I believe that there is something about being in those weighty positions that forces almost all public servants to appreciate the magnitude of their obligations and act accordingly. In other words, imagine that one of those public officials saying the 2020 election was stolen had been magically turned into the vice president, acting attorney general, or Georgia’s secretary of state. Would have he or she then behaved as responsibly in that moment as Pence, Rosen, or Raffensperger? If so, we should take heart—that the gravity of decision-making authority inside of essential public institutions causes individuals to sober up. But it should also bring us pause—that absent that gravity, some individuals will feel liberated to behave less responsibly.
And perhaps this is a general lesson about institutions that we all need to learn: A renewed sense of seriousness about purpose, principles, and duty can result from being seriously tested. If we want an institution to live up to its calling, it and the individuals who populate it must recognize the costs to society of their failing to do so. This should inform our thinking about reforming a range of other essential American institutions that have lost their way and, as a result, lost the public’s confidence.
For example, news outlets that I and others once trusted are now much more interested in advancing political narratives. We simply cannot rely on them anymore; indeed, a recent poll found that 58% of Americans believe “most news organizations are more concerned with supporting an ideology or political position than with informing the public.” Only two in five Americans have a great deal or fair amount of trust in mass media to report the news fully, accurately, and fairly. But America needs journalism to be rigorous and unbiased. America also needs Congress to engage with the nation’s most pressing problems and for higher education to embrace free inquiry and intellectual diversity.

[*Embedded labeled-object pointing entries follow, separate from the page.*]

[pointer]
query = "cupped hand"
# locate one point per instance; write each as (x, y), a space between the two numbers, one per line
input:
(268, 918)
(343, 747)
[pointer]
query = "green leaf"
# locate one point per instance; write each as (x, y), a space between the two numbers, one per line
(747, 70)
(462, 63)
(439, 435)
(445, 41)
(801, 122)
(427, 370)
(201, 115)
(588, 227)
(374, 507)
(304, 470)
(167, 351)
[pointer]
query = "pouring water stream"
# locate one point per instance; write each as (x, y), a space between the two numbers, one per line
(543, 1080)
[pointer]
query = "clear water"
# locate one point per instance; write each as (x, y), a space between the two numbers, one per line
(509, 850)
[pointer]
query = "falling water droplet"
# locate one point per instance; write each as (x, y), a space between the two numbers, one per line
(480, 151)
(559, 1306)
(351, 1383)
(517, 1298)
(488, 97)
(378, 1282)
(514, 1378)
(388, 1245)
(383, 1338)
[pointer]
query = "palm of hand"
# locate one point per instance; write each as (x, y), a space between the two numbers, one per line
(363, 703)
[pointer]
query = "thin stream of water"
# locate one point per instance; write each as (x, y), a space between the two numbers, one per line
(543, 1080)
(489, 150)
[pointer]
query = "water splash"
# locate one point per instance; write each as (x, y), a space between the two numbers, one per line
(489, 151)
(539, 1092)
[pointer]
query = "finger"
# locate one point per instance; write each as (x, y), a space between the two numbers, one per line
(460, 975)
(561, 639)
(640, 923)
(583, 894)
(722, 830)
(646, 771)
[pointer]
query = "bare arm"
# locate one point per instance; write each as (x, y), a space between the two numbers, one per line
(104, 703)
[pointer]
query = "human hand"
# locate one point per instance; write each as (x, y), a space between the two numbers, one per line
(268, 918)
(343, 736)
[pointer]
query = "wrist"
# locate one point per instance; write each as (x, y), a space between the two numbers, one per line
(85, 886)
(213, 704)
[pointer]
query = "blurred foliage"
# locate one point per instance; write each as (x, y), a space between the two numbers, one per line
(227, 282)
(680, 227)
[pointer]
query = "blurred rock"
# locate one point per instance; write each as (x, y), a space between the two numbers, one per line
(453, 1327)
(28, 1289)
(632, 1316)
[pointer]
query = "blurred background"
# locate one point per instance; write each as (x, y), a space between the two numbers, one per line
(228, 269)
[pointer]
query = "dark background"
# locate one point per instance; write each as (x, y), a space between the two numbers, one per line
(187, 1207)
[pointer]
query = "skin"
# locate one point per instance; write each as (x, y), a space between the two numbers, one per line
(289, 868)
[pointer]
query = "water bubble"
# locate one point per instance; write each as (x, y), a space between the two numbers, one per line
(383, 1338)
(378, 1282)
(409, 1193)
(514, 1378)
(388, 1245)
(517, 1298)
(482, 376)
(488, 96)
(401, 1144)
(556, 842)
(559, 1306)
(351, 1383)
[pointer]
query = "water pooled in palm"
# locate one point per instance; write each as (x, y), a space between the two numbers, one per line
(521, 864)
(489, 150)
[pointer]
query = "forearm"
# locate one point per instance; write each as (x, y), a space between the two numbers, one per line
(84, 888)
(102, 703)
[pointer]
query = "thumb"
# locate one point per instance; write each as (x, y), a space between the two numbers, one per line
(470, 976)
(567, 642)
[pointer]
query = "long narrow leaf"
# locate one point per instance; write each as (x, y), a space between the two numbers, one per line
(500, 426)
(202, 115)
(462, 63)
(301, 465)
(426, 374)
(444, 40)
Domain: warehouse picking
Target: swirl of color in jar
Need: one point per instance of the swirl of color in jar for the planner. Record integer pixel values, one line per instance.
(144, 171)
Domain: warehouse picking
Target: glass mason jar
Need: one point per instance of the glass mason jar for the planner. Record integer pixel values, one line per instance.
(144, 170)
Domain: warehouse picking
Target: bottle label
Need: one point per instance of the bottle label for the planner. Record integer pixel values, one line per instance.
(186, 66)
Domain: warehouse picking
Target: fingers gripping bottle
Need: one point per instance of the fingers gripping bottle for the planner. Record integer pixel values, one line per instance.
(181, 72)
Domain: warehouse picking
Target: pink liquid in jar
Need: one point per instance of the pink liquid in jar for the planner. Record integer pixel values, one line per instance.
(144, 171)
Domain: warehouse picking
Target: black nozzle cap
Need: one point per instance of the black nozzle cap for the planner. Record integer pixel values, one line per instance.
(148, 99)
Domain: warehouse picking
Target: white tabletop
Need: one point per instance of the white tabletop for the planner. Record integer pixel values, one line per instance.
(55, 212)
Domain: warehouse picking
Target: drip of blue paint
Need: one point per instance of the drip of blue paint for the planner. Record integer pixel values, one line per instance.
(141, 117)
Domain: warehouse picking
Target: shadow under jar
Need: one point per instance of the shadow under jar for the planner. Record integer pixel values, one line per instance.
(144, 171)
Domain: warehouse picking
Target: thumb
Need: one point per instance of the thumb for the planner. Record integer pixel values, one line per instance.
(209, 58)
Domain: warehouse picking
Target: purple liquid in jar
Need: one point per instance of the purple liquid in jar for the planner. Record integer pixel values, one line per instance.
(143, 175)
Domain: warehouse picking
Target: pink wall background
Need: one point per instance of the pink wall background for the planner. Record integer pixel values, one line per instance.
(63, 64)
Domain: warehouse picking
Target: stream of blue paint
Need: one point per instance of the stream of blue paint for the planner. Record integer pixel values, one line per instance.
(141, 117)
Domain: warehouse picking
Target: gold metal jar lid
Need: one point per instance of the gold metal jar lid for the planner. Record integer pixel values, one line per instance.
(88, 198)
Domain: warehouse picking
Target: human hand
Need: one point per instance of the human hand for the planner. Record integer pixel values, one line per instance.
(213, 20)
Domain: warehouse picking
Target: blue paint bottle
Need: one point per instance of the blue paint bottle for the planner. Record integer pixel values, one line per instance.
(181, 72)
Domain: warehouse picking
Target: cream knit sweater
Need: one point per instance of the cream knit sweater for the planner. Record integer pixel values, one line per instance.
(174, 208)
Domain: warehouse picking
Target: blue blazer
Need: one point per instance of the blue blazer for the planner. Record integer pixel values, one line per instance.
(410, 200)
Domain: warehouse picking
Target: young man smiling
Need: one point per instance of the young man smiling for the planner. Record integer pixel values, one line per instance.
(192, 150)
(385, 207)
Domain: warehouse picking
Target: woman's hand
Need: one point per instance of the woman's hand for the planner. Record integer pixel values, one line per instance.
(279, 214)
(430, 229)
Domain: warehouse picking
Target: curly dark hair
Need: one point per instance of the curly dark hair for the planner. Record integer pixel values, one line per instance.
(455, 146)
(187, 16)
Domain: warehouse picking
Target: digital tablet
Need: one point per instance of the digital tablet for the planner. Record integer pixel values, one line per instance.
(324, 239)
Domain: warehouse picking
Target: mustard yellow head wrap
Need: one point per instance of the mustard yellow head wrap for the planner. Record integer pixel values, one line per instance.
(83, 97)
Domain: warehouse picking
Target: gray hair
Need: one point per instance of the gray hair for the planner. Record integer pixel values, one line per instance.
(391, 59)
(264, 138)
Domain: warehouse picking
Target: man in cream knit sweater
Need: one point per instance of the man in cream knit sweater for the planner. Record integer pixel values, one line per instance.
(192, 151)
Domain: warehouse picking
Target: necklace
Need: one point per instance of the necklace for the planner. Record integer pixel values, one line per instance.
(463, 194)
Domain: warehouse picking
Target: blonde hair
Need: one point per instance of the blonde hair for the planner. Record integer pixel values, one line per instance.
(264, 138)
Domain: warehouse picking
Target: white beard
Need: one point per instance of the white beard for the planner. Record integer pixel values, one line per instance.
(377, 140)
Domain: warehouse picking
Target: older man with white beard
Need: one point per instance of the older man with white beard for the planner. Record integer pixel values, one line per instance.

Though much of Donald Trump’s behavior was intolerable, it may have been bracing to the institutions he tested. Hopefully they are reinvigorated, recommitted to their missions, and cognizant of their essential roles in society. Obviously, we shouldn’t wish a Trump-like shock on other institutions. Ideally, they and their leaders will, of their own volition, look around and be sufficiently disquieted by current conditions, recognizing what happens when citizens can’t trust the news, when major policy problems go unaddressed, and when young adults aren’t taught how to live alongside those with dramatically different political views. Hopefully that will be enough of a test for these institutions to rise to the occasion.